Batemod devait jouer son rôle, comme un acteur de théâtre, portant le masque de circitor d’une turme de cavalerie. Le rôle du soldat fort et intrépide, alors qu’au fond de lui c’était encore un enfant. Solide comme le chêne, il se sentait fragile comme un brin d’herbe, brave à l’image de son père, il tremblait à l’intérieur de lui et ne montrait ses muscles que pour ressembler à ces héros légendaires. À vingt ans, on veut ressembler à Thor ou à Hercule, pas à un soudard. On croit qu’un dieu ou une cité vous récompenseront pour vos exploits. Alors il faisait de son mieux pour échapper au danger, mais celui-ci était là, bien présent.

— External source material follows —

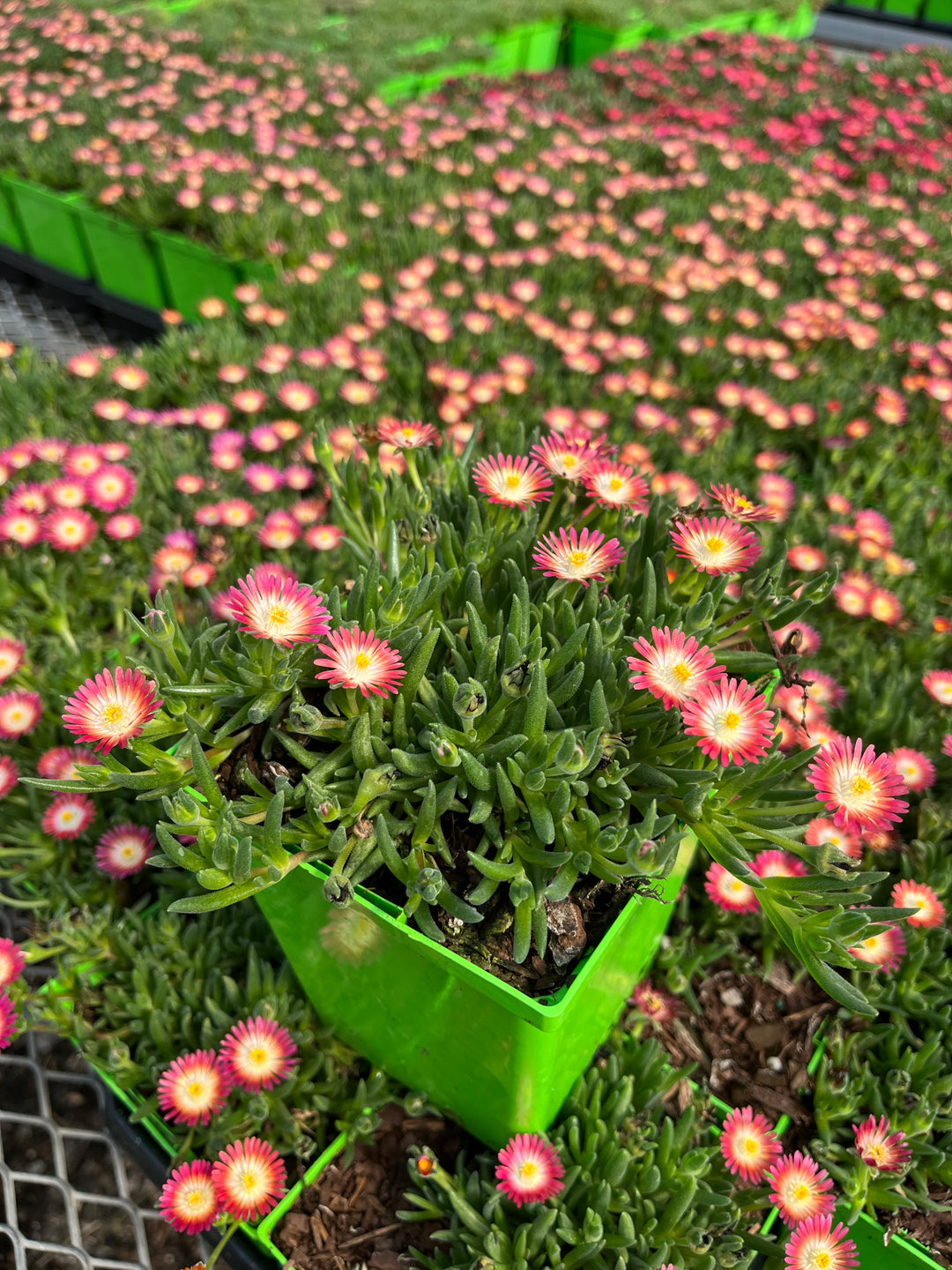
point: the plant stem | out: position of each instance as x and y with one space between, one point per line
224 1240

On entendait sa clameur, son ire, sa fureur. L’ennemi se répandait dans les rues de la ville comme les eaux boueuses d’une crue. Les derniers sympathisants de Gratien étaient devenus des proies et des traîtres. Batemod n’avait jamais traversé une ville à cette allure, et heureusement son fidèle destrier le connaissait mieux que personne et donnait toute sa puissance. Il fallait suivre les Alains qui l’accompagnaient, ces cavaliers étaient parmi les meilleurs.

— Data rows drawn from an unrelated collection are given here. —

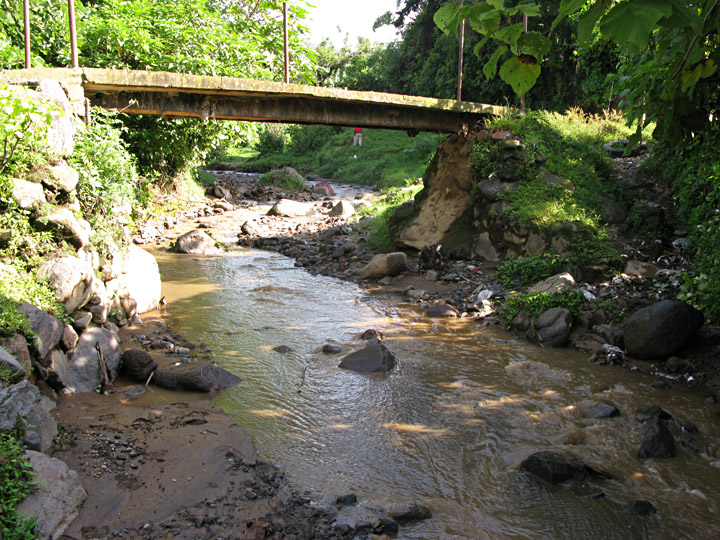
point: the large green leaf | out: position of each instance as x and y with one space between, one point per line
587 21
533 43
520 72
634 21
490 67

Lorsque ils atteignirent le pont du Rhône, ce qui restait des Alains s’était préparé à lever le camp. Ils passèrent l’édifice de pierre et entraînèrent le groupe à leur suite dans un puissant galop général sur la route d’Italie. Laeté suivait avec eux sans comprendre. Comme ce n’était pas une très bonne cavalière, il fallait l’aider, l’encourager, l’inciter à faire confiance à sa monture. L’urgence de la situation permettait au circitor d’esquiver les questions. Mais il avait le cœur lourd, il rassembla ce qui lui restait de courage et de force pour les éloigner de cette ville maudite.
[1] Gouverneur de la province de Lyonnaise Première, son titre est consulaire. Le palais du gouverneur se situait à Lyon.

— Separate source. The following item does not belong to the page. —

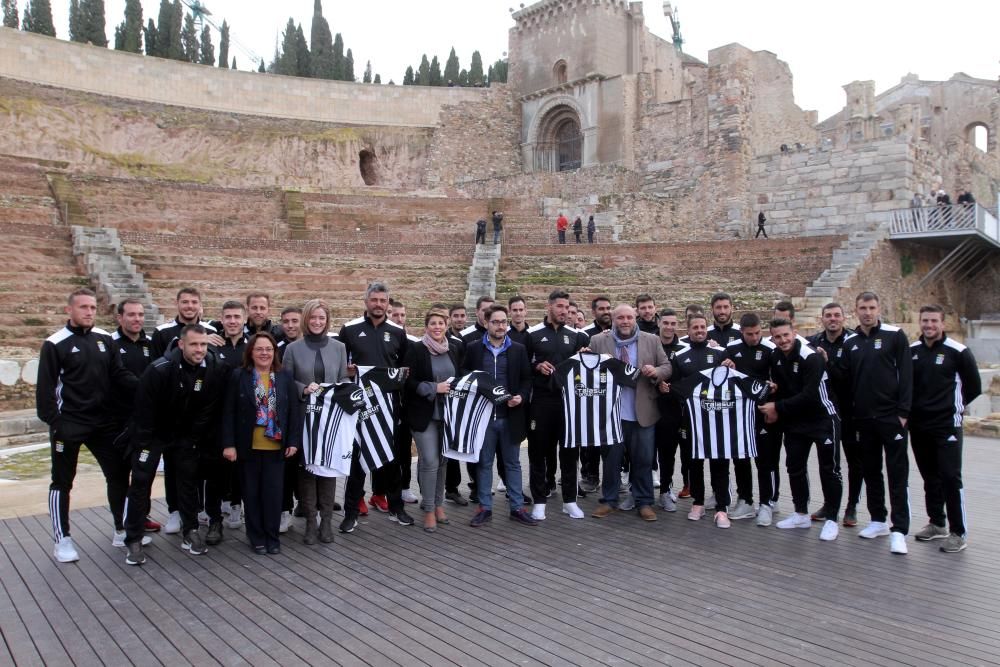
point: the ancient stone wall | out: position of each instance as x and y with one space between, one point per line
56 62
476 140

[2] Les Scythes étaient un peuple plus ancien de cavaliers nomades du pourtour de la mer Noire, ancêtres lointains des peuples turco-mongols. Des légendes prophétiques disaient qu’ils précipiteraient la chute de Rome. Au 4e siècle, les peuples de cavaliers nomades et semi-nomades d’au-delà du Danube sont tous surnommés « Scythes », et même leurs antiques tribus servent à nommer les peuples : Gètes pour les Goths, Massagètes pour les Alains, Scythes Royaux pour les Huns… Les Romains ne tenaient pas compte de critères ethniques ou linguistiques pour classer les peuples, mélangeant pêlemêle Germains, Iraniens et Turco-Mongols.
[3] En 197, Lyon est saccagée et incendiée par les légions de Septime Sévère juste après la bataille contre Albinus qui est tué. En 353, l’usurpateur Magnence se suicide aussi à Lyon.